According to court records, the judge first dismissed Orange Money’s jurisdictional objection, then accepted the case for review but ultimately ruled against the company on the merits and ordered it to pay legal costs. The decision was declared immediately enforceable, with Orange Money granted 15 days to appeal.
In its filing, Orange Money had asked the court to nullify the payment order served on February 26, 2026, along with any subsequent enforcement actions.
The company challenged the legal basis of the procedure, arguing that it could not be held jointly liable without a prior court ruling. It maintained that its role as a third-party holder could only produce legal effects after a decision by an administrative judge ruling on its responsibility. This argument was not upheld by the court.
The dispute traces back several months. Orange Money said it received a third-party seizure notice on July 4, 2025, requesting the transfer of funds linked to Afriland First Bank.
The company also pointed to a March 20, 2025 administrative court order that had suspended the mobilization of guarantees issued by Afriland in connection with the project. It argued that it was caught between two enforceable decisions: a court ruling on one side and a recovery notice on the other.
According to its submissions, the process continued with a recovery notice issued on December 19, 2025, followed by a payment demand on January 30, 2026, and the contested order on February 26.
Sources within the CDEC indicate that Orange Money’s resistance to the recovery process could expose it to late payment penalties, based on a decree adopted on December 1, 2023 governing the transfer of funds to the institution. The regulation provides for interest charges calculated at the BEAC marginal lending rate plus two percentage points for delayed payments.

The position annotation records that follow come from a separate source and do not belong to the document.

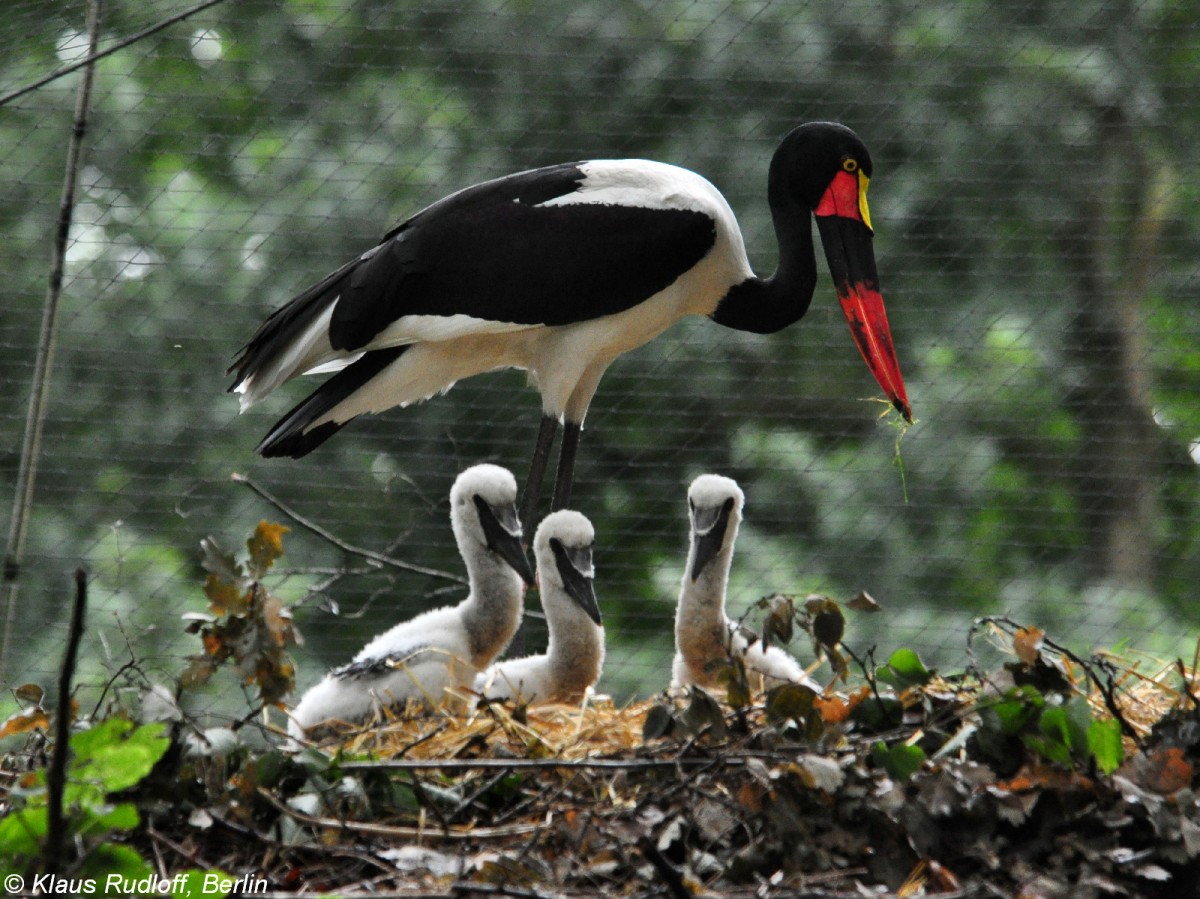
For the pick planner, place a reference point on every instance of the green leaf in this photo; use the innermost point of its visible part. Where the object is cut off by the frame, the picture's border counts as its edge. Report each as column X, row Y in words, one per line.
column 106, row 820
column 113, row 757
column 789, row 702
column 1104, row 743
column 900, row 761
column 905, row 669
column 22, row 833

These penalties could reach around CFA150 million, according to the same sources, though this figure has not been independently confirmed.
The CDEC is also considering additional measures to enforce payment, including the possibility of freezing assets held by Orange Money within the banking system.
BGFIBank Cameroun, also involved in the case as a presumed third-party holder, has taken a different approach. Since March 26, 2026, the bank has withdrawn from all ongoing legal proceedings to open negotiations with the CDEC, according to correspondence reviewed by Investir au Cameroun.
Led by Abakal Mahamat, the bank appears to be seeking a settlement to limit its exposure, in contrast to Orange Money’s legal challenge.
The dispute stems from the BOFAS case, involving a public works contract awarded in 2022 for the Bamenda–Babadjou road section, valued at CFA14.32 billion and initially scheduled for completion within 15 months. The contract was later terminated due to delays in execution.
Since then, the case has shifted from infrastructure works to the recovery of financial guarantees, estimated at nearly CFA3.68 billion and issued by Afriland First Bank. It is in this context that the CDEC initiated forced recovery proceedings against third-party holders.
The institution relies on treasury privilege provisions, including Article 43 of the April 14, 2008 law governing deposits and consignments, which allows seizure to proceed regardless of opposition.
The targeted funds correspond to Afriland First Bank assets held by entities such as BGFIBank Cameroun and Orange Money Cameroun. These entities are not the original debtors but are considered holders of funds subject to seizure under the recovery process.
While the case is not yet closed, the first-instance ruling strengthens the CDEC’s position in a dispute that now extends beyond the BOFAS-Afriland file. At stake is the broader balance between public contract enforcement, financial guarantees, and the liability of third-party holders—an issue with implications for the wider banking and financial sector.